Fajardo’s Cayo Largo Resort will be bought by InterContinental Hotels Group and is expected to open in May, according to InterContinental sources attending an industry event. Calls by CARIBBEAN BUSINESS to several of the company’s executives went unanswered.

Puerto Rico Tourism Co. Executive Director Jose Suarez said he is aware InterContinental Hotels Group has partnered with a foreign company to discuss the purchase. Their intent is for InterContinental to operate the resort while the foreign company acts as the property’s investor.
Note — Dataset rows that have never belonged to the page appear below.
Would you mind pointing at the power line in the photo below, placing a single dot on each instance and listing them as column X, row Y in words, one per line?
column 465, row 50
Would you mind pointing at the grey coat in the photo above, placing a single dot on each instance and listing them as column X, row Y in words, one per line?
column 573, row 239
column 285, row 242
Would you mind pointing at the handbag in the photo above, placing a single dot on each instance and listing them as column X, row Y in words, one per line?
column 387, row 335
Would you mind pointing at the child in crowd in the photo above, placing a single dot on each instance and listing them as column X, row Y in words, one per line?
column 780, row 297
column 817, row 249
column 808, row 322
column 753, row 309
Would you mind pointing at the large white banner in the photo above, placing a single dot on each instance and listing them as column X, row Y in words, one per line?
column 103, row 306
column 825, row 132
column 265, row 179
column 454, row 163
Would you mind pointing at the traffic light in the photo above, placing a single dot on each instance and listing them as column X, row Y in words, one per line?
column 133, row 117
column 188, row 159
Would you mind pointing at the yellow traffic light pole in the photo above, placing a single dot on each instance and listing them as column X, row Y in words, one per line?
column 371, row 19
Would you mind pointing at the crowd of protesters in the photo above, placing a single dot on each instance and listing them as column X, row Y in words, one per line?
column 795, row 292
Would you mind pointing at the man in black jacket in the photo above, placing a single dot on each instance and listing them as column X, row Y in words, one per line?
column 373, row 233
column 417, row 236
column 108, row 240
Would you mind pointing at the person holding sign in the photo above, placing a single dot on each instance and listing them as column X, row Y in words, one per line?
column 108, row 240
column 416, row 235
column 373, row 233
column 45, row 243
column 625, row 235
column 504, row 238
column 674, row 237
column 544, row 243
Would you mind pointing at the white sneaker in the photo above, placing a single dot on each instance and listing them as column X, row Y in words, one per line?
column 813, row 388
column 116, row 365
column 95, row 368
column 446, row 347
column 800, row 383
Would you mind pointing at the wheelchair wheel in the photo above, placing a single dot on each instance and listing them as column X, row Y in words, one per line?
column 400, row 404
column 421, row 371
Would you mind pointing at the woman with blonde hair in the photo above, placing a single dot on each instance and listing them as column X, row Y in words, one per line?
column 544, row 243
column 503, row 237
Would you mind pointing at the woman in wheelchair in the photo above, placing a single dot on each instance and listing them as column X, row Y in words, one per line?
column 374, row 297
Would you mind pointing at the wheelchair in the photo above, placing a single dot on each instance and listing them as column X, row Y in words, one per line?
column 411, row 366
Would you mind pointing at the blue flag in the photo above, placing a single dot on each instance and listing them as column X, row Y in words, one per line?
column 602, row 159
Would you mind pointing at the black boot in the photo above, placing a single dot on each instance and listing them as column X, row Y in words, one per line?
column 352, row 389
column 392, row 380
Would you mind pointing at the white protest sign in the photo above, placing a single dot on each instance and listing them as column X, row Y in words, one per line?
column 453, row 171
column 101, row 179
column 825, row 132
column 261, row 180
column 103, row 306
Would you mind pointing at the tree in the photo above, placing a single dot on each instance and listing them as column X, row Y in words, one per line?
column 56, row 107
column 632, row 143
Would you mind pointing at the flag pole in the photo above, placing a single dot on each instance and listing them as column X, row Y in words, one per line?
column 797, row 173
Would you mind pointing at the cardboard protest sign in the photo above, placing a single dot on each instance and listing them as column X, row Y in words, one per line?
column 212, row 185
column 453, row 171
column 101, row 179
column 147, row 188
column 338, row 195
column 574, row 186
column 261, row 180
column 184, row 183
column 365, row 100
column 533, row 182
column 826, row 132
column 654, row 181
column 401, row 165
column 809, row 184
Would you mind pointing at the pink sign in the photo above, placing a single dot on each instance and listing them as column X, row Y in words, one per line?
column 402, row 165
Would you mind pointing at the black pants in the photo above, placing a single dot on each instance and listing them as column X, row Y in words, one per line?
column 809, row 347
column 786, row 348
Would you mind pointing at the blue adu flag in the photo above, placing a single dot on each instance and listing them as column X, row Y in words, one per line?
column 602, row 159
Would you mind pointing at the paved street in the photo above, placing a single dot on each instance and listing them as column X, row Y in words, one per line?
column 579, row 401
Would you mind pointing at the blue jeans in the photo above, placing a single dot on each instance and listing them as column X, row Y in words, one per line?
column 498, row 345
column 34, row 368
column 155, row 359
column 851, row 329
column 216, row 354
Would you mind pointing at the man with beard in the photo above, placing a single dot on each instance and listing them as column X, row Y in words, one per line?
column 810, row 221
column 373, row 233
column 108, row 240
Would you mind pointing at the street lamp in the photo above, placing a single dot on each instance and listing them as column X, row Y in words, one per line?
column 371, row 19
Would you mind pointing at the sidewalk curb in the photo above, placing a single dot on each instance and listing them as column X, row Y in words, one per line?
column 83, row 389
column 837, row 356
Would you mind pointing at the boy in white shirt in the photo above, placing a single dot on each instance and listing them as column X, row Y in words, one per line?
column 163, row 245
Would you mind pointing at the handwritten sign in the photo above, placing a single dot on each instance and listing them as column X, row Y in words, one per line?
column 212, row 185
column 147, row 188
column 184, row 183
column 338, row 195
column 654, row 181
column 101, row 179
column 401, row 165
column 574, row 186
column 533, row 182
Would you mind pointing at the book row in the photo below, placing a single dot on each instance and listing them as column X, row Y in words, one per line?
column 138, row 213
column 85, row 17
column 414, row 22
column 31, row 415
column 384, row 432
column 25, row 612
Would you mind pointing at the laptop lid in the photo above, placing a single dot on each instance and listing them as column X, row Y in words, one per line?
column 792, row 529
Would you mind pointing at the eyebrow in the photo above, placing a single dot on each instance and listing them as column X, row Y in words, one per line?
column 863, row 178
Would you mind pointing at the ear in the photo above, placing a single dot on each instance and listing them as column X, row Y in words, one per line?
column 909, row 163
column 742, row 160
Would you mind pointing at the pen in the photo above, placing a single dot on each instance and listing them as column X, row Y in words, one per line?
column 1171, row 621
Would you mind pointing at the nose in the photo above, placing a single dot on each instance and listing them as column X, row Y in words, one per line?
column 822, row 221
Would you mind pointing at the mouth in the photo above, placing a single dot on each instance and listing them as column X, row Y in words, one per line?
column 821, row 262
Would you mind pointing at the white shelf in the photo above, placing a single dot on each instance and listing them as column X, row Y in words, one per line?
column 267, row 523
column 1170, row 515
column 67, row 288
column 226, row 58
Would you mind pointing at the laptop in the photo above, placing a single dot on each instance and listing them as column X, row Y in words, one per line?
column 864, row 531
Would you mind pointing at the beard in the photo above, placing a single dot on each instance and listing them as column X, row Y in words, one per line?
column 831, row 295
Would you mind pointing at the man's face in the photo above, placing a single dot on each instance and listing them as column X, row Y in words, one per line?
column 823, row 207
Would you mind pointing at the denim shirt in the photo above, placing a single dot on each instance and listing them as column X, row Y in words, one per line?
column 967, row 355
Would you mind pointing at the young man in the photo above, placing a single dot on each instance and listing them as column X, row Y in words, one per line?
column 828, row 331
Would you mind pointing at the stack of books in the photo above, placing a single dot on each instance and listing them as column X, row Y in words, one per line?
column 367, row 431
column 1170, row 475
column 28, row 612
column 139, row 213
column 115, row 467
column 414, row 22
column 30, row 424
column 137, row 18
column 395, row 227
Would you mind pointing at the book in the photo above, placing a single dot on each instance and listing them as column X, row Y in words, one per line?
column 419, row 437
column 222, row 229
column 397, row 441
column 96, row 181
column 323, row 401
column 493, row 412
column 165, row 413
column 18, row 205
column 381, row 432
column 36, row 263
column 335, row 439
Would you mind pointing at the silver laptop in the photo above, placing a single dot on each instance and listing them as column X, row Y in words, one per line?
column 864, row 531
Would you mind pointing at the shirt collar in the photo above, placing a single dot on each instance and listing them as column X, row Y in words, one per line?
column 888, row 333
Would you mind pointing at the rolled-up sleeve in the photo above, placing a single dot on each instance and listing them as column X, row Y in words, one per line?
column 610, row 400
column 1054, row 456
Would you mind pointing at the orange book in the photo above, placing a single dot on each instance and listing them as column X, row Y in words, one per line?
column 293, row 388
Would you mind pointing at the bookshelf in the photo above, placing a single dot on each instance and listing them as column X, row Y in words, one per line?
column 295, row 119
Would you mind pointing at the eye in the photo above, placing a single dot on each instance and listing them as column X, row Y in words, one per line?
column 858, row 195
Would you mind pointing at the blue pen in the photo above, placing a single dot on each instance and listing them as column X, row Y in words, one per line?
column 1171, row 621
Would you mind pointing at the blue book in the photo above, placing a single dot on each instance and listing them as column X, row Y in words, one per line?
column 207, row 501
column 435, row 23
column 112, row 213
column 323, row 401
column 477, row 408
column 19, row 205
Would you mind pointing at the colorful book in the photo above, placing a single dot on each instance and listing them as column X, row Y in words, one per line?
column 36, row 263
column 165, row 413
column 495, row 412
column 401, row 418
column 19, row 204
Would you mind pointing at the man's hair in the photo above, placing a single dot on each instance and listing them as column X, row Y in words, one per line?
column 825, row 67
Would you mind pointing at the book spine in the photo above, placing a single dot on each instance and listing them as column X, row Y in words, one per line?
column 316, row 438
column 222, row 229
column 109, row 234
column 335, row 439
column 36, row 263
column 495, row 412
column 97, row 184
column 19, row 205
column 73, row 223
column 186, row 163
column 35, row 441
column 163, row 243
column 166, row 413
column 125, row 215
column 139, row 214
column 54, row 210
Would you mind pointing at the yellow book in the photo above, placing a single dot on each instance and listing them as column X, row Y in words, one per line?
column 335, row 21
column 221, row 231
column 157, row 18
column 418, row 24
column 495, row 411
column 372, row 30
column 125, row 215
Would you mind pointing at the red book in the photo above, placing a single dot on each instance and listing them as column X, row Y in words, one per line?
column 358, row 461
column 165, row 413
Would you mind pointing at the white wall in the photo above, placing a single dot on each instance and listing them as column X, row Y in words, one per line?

"There have been several groups interested in buying the property, which still belongs to the Cayo Largo Hotel Associates partners, since the foreclosure that the Puerto Rico Government Development Bank had asked for hasn’t come through," said Suarez. "A final decision on the sale would have to come before the Government Development Bank’s Tourism Development Fund board, of which I am a member, and no final deal has been discussed."

In February, construction of the $120 million hotel came to a halt when disputes over construction costs arose between the local partners: Puerto del Rey Inc. President Dan Shelley, Fuentes Construction Co. owner Gabriel Fuentes, V. Suarez & Co. CEO Diego Suarez Jr., and entrepreneur Manuel H. Dubon. Another alleged setback was that the government never completed expropriating eight acres bordering the resort’s main entrance and providing direct access to highway PR3.

In August, the Government Development Bank began the process of taking ownership of the hotel by paying off the $75.3 million Afica (Puerto Rico Industrial, Tourist, Educational, Medical, & Environmental Control Facilities Financing Authority) tourism revenue bond issued in September 1999. The bank means to assume the first mortgage and foreclose on the property, but it has yet to conclude the process. In September, resort manager InterContinental Hotels Group pulled its four remaining employees from the property.